Comment Re:Now it's the grid engineers' problem to solve.. (Score 1) 227
A Tesla S has an 85kWh battery. To charge that in 30 seconds requires 10,200,000 watts of power - approximately the full electrical service to a decent size skyscraper. That's 42,500 amps at 240V, the full maximum power available to over 212 modern homes and a totally impractical amount of current to handle with any reasonable electrical equipment. So while fast-charging batteries are great and a necessary step forward in technology, the universal adoption of electric cars will require not just upgrading our infrastructure, but a complete rethinking and redevelopment of the electrical grid using not-yet-imagined technologies.

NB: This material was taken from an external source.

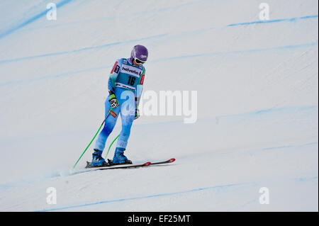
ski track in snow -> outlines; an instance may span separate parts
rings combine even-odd
[[[12,24],[6,18],[0,211],[318,211],[318,2],[287,2],[270,1],[266,21],[258,21],[253,0],[140,9],[62,0],[56,23],[45,21],[47,10],[39,5]],[[69,170],[103,117],[106,74],[135,43],[150,50],[147,89],[198,91],[196,123],[145,116],[131,132],[135,163],[177,162],[83,172],[88,151]],[[50,186],[57,188],[57,205],[46,203]],[[259,203],[263,186],[269,205]]]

It could also be a grid engineer's best friend. You just have to change the way you think about it - the cars would be a *massive* local storage resource. The VAST majority of people are just going to be plugging their cars in overnight at home, and starting with a full "tank" every morning. I could imagine a system where, once electric cars are ubiquitous, most parking lots and cars would be designed so that when you park, your car just automatically gets hooked into the local grid. You set some parameters on the car for min/max charge levels and buy/sell price limits, and suddenly you don't have to worry so much about demand spikes. Demand goes up, the price/kWh goes up, and once it starts passing the "sell" threshold of the local automobile population, they start discharging into the grid. You just tell the car "keep at least X% charge so I can get home." If I show up nearly empty, and there's 1000 other cars in the lot mostly full, they could charge mine without ever making demands on the grid.